An audit log is a full historic account of all events that are relevant for a certain object. In this case, we keep audit logs of each target that is managed by the provisioning server.
Problem
The first issue is where to maintain the audit log. On the one hand, one can maintain it on the target, but since the management agent talks to the server, it could keep the log too.
Then there is the question of how to maintain the log. What events should be in it, and what is an event?
Finally, the audit log should be readable and query-able, so people can review it.
The following use cases can be defined:
- Store event. Stores a new event to the audit log.
- Get events. Queries (a subset of) events.
- Merge events. Merges a set of (new) events with the existing events.
Context
We basically have two contexts:
- Target, limited resources, so we should use something really "lean and mean".
- Server, scalable solution, expect people to query for (large numbers of) events.
Possible solutions
As with all repositories, there should be one location where it is edited.

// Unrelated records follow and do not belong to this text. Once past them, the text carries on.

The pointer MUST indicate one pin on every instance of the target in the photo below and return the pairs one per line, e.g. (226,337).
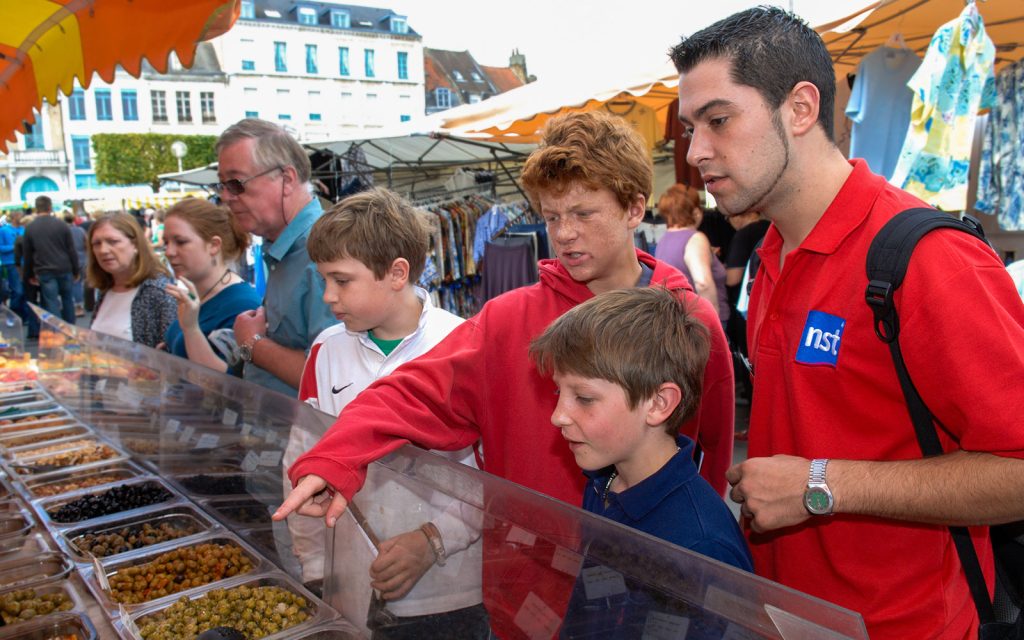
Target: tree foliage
(139,158)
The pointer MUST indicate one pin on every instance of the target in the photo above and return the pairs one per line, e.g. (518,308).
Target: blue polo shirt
(674,504)
(294,301)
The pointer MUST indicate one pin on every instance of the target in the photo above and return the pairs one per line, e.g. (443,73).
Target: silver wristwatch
(817,497)
(246,350)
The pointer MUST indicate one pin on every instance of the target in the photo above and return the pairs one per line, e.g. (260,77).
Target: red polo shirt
(825,387)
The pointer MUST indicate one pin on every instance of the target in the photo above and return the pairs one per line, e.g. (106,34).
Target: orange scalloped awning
(46,44)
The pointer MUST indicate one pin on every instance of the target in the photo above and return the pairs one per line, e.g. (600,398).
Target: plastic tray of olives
(68,481)
(156,574)
(65,626)
(22,604)
(100,504)
(40,568)
(163,527)
(47,435)
(24,546)
(243,512)
(268,606)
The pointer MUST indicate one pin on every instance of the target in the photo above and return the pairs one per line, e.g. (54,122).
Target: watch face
(817,501)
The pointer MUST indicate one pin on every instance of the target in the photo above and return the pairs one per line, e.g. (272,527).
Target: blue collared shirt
(294,303)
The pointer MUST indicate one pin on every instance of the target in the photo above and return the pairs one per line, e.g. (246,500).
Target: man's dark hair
(770,50)
(44,204)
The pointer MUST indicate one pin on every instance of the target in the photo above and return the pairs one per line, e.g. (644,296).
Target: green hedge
(139,158)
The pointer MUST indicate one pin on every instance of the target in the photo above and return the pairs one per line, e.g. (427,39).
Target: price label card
(208,440)
(100,574)
(664,627)
(186,434)
(269,458)
(600,582)
(128,395)
(520,537)
(250,462)
(537,620)
(566,561)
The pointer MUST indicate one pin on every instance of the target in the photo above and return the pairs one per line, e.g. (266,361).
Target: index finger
(306,488)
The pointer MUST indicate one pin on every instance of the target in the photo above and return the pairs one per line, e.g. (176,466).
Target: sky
(560,37)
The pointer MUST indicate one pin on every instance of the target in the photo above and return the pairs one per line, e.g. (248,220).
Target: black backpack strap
(888,259)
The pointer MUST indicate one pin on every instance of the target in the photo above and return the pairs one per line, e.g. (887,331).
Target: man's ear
(805,104)
(398,273)
(666,399)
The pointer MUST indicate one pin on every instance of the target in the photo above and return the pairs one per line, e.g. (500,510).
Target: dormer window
(307,15)
(340,18)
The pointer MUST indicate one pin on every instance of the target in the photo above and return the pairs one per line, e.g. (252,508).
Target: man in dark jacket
(50,260)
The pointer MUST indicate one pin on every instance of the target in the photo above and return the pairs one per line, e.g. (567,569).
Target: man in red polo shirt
(756,92)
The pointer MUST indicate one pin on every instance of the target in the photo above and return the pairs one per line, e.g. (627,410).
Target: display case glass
(219,445)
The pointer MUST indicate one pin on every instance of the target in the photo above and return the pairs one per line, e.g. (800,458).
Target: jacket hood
(555,276)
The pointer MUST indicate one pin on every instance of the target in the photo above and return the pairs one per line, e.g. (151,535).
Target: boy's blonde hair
(636,338)
(376,227)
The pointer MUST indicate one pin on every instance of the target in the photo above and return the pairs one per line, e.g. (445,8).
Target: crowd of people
(616,377)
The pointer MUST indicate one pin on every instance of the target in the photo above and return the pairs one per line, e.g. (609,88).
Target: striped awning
(46,44)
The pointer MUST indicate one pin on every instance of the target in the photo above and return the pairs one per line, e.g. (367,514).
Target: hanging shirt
(1000,175)
(880,108)
(953,82)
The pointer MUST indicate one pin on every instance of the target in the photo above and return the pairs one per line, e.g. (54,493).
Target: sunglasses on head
(236,186)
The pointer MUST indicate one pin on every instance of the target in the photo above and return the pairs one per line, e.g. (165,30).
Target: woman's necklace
(227,275)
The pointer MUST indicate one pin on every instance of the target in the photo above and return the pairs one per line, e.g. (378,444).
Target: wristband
(436,545)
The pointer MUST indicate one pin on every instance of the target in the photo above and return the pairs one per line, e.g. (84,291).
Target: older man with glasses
(265,181)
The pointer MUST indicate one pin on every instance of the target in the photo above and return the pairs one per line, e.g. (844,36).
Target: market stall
(138,486)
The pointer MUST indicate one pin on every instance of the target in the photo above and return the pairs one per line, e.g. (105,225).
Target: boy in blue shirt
(629,367)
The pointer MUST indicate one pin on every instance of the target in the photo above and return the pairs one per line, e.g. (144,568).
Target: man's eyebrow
(708,107)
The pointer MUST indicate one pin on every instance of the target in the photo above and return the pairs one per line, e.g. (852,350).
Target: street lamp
(178,150)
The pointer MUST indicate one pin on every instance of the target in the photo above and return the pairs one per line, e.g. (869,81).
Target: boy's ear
(667,397)
(399,272)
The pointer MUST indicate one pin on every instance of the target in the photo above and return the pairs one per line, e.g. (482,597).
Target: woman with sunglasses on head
(133,302)
(200,241)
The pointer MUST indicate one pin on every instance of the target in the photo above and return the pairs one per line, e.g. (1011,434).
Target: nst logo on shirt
(820,339)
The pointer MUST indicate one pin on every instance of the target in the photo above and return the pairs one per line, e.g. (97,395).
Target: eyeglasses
(236,186)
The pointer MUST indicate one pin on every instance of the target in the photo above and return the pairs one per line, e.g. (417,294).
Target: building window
(280,56)
(368,59)
(340,19)
(442,97)
(307,15)
(34,136)
(183,100)
(80,151)
(206,105)
(103,110)
(310,58)
(129,103)
(402,66)
(76,104)
(159,100)
(343,60)
(86,180)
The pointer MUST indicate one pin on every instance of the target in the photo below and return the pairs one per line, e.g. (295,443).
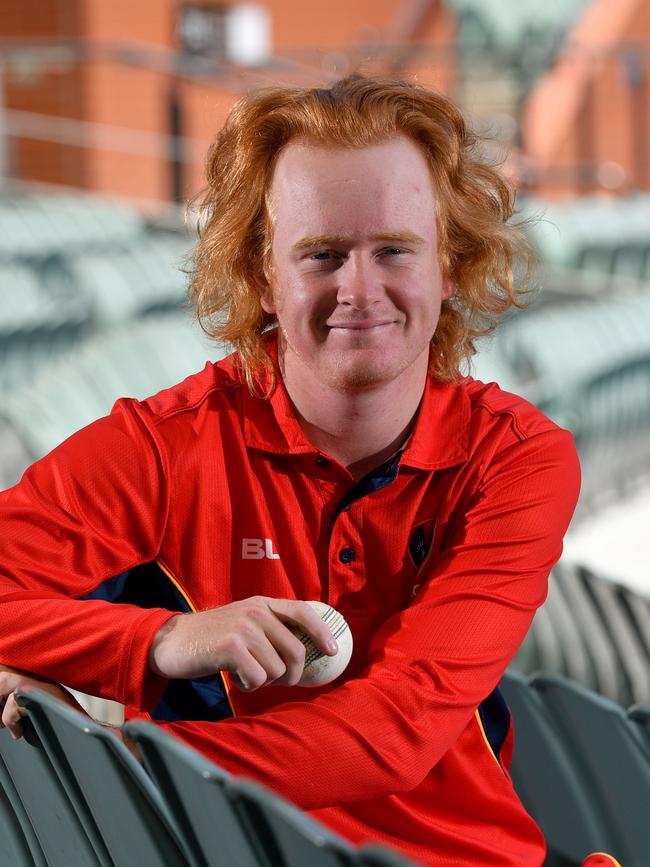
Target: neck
(360,429)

In this case, the logical place to do that is on the target itself, since that is where the changes actually occur. In theory, the server also knows, but that theory breaks down if things fail on the target or other parties start manipulating the life cycle of bundles. The target itself can detect such activities.
The next question is what needs to be logged. And how do we get access to these events?
When storing events, each event can get a unique sequence number. Sequence numbers start with 1 and can be used to determine if you have the complete log.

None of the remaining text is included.